Slots are authorizations to either take off or land at a particular airport on a particular day during a specified time period. The system, used in the U.S. and around the world, works to prevent repeated delays from too many planes arriving or departing at once at extremely busy airports.
The Washington and New York-area airports have a limited number of slots to go around, which makes them immensely valuable to airlines that hold them or are looking to obtain more. If an airline does not use its slots, it could lose them permanently, with the FAA likely reallocating them to other airlines.
In addition, New York and Washington are home to multiple airline hubs and, in some cases, are primary hubs for transatlantic flights. American Airlines operates hubs at JFK, LaGuardia and Reagan; Delta Air Lines operates hubs at Kennedy and LaGuardia; JetBlue’s largest hub is at Kennedy; and United operates its largest transatlantic hub at Newark.
Reducing the number of slots could disproportionally impact low-cost and ultra-low-cost carriers serving Northeast airports that offer lower fares to travelers said Brett Snyder, founder of aviation industry site Cranky Flier.
“If you’re one of the smaller guys, like one of the ultra-low-cost carriers with fewer slots, I can’t imagine a world where they would voluntarily give anything back because they want to fly more,” he said.

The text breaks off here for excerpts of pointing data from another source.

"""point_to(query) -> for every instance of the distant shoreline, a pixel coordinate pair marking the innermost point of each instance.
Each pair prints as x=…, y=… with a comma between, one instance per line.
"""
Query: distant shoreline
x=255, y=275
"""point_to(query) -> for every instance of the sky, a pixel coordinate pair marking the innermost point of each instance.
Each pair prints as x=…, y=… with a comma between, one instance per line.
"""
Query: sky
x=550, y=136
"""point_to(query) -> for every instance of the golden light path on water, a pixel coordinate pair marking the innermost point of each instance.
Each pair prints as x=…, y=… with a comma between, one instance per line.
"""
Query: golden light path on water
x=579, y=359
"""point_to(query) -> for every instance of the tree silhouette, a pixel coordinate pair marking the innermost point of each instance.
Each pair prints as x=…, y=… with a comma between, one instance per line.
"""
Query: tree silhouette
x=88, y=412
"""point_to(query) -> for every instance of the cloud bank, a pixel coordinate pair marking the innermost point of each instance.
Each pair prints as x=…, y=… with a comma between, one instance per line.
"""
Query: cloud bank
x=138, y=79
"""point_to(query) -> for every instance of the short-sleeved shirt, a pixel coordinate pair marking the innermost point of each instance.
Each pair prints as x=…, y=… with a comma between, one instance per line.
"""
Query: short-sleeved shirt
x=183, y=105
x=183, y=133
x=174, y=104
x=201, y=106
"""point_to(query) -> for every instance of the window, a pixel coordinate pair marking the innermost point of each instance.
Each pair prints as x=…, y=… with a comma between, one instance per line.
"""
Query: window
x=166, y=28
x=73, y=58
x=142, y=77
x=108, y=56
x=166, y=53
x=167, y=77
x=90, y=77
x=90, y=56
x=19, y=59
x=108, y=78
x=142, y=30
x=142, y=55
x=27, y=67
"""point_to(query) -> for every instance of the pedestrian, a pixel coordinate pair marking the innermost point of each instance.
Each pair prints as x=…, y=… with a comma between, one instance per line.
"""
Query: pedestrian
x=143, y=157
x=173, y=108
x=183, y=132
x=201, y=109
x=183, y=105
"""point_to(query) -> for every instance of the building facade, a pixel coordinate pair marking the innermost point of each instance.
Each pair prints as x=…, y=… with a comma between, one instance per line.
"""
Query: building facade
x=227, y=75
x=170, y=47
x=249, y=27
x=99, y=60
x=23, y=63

At the start of the COVID-19 pandemic, the FAA issued a more expansive waiver covering most slot-controlled U.S. airports to allow airlines to reduce flying during low demand. That waiver expired in October 2022.
In its limited waiver issued last week, the FAA acknowledged that the pandemic had created a backlog in training new air traffic controllers covering New York airspace, referred to as N90. The number of certified professional controllers in the N90 airspace is at 54 percent of staffing targets, compared to 81 percent nationwide, according to FAA data.
“The airspace complexity resulting from the close proximity of the major commercial airports serving the New York City region is a significant contributing factor to delays,” the FAA said in its release announcing the waiver.
“Dedicated training initiatives have been successful in reducing most of the training backlog with the exception of N90. The staffing shortfalls at N90 limit the FAA’s ability to provide expeditious services to aircraft operators and their passengers that traverse this airspace.”
In an interview with The Washington Post on Oct. 18, 2022, United Airlines CEO Scott Kirby called for Congress to increase funding for the FAA to raise staffing of the air traffic control system.
“We have invested billions of dollars in the infrastructure around this country and we wind up with air traffic control delays for one or two sick calls,” he said. “That creates impacts of hundreds of delays and cancellations.”
What’s next for travelers?
If airlines give up their landing slots, Snyder says travelers should expect an improvement in operations and less delays but higher prices for plane tickets in affected markets.
“Airlines are very bullish on demand this summer. They do not see any issues and think they are going to be in great shape,” he said. “Summer fares right now are already very high. You cut back more capacity, fares will go even higher.”
Reducing the number of slots could force airlines to upgrade some flights to larger mainline aircraft to maintain their seating capacity, but at the expense of more frequencies provided on smaller regional jets that cater to business travelers. At the same time, ultra-low-cost carriers, like Spirit’s nonstop route between PIT and Newark, continue to offer consistent deals.
“For many cities from New York, maybe you could do one mainline flight a day. But one mainline plane a day is not going to adequately serve the business pattern you need,” said Snyder. “You usually need at least a couple flights for utility from a frequency perspective.”
Upgrading to mainline planes in New York and Washington could provide relief for legacy carriers with regional affiliates. Airlines, such as Delta and United, have ordered hundreds of Airbus and Boeing narrowbody planes, and each airline plans to replace regional jets with larger mainline aircraft as regional carriers continue to cope with ongoing pilot shortages.
Larger mainline planes could free up regional jets to fly out of other hubs to increase connections that were lost from the pandemic and pilot shortages, Snyder said.